Watches a movie or web series on one of the OTT platforms and tries not to look at the clock, ticking away … anxious that the darkness shall soon merge into daytime — chaos giving way to another zombie-like day of work, chores and exhaustion!
Her condition and that of many others, remind me of William Shakespeare’s writings about sleep, especially the hopeless lament from Henry IV, “O sleep! O gentle sleep! Nature’s soft nurse, how have I frightened you, that you no more will weigh my eyelids down and steep my senses in forgetfulness?”
Garima is a part of a Whatsapp group called the “Insomniacs’ Hub”. Bizarre sleep-inducing devices have found their way here. Many brands of gadgets and sleep solution, wellness centres are marketing sleep to health-conscious consumers.
My friend has invested in a metronome device that features a light system that trains you in slow breathing exercises and prepares the body for sleep. Well, it’s ironic how e-devices have led most of us to this stage of sleeplessness and now we go back to another set of devices to heal us from the agony of ghost-walking through the day.
My son thinks that sleeping is a waste of time. Every second is used up to study, read non-fiction or scouring the stock market. When asked to rest, the cheeky retort is always Benjamin Franklin’s, “There will be plenty of time to sleep once you are dead.”
I quip back, “But without sleep your brain will die out like an uncharged battery.”
Dragana Rogulja, associate professor of neurobiology at Harvard Medical School, with her team found that when animals and insects are sleep deprived for many days, they just collapse and soon die. Human beings too could face a similar repercussion.
Many literary insomniacs like Wordsworth, Emily Bronte, Robert Frost and Vladimir Nobokov, Marcel Proust, cultivated habits of nocturnal writing and perceived their wakefulness as a gift.

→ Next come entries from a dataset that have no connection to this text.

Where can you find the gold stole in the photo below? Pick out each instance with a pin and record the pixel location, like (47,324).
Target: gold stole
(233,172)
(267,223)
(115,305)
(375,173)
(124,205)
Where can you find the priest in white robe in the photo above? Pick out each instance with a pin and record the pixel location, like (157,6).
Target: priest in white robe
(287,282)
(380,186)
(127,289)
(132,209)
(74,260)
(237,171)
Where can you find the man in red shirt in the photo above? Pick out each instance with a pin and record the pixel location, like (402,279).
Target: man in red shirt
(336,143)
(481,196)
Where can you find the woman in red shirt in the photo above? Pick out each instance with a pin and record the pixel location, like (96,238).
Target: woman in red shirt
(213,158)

As for me, my phone reminds me that it’s time to sleep at 9pm daily and automatically goes into the airplane mode for 8 hours. Nothing is more soporific than a warm shower and a book, as I doze off while reading Proust, on most nights, with my glasses on.
I do say a little prayer of gratefulness, addressing Somnus, Hypnos and all the lords of sleep across cultures, for a night of restful sleep — “the death of each day’s life”, “balm of hurt minds”, “sore labour’s bath”, “chief nourisher in life’s feast”, so accurately described by William Shakespeare.